In flat-bottomed silos for storing grains or the like, emptying the last portion of the product in the silo presents a problem. As long as the remaining volume is great, gravity operates to empty the silo. But, toward the end of the emptying process, when there is very little product left in the silo, the remaining products from a sloping pile which will not empty from the silo merely through the action of gravity. The remaining volume is not necessarily negligible, as in some silos it can reach several tons which will not slide out of the silo.
To accomplish complete emptying, apparatus for sliding and forcing this remaining mass towards the exit opening of the silo must be provided.
Conventional systems provide for injection of pressurized air under the silo floor.
According to a first known system, the silo floor has openings formed by slits in a metal sheet which forms the silo floor.
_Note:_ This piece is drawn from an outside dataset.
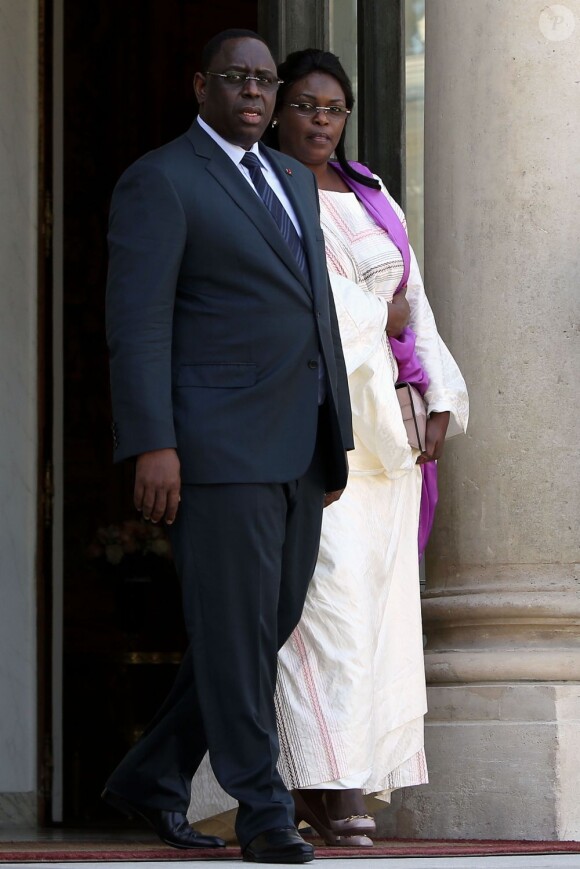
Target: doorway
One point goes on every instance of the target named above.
(127, 70)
The metal on one side of the slit is moved to create outlets in the metal floor. However, this process is disadvantageous in that it cannot be used for large silos, e.g., where the length of the silo sides or the diameter of the silo is in the range of a few dozen meters, because in such cases, substantial energy is necessary to move the metal on one side of the slit.
According to a second known system, casings are provided alternating between flat sections and hollow ribs at the bottom of the silo. The casings have air outlets on each of their sides, and each hollow rib forms a ventilating duct. This known system, however, is disadvantageous in that grains tend to rub against the floor sections located between adjacent ribs, requiring much energy to overcome this friction. Furthermore, this system is disadvantageous in that the airstream at the outlets flows obliquely in relation to the forward feeding direction of the grains, thus resulting in inefficient use of energy.
In order to reduce energy loss, it is possible to force the air through some ventilation ducts and to cause emptying by intermittent operations. In conventional systems, emptying is achieved by forcing air through two ventilation ducts defining an emptying channel. However, in such systems, most of the air escapes via the sides of the empty adjacent emptying channel.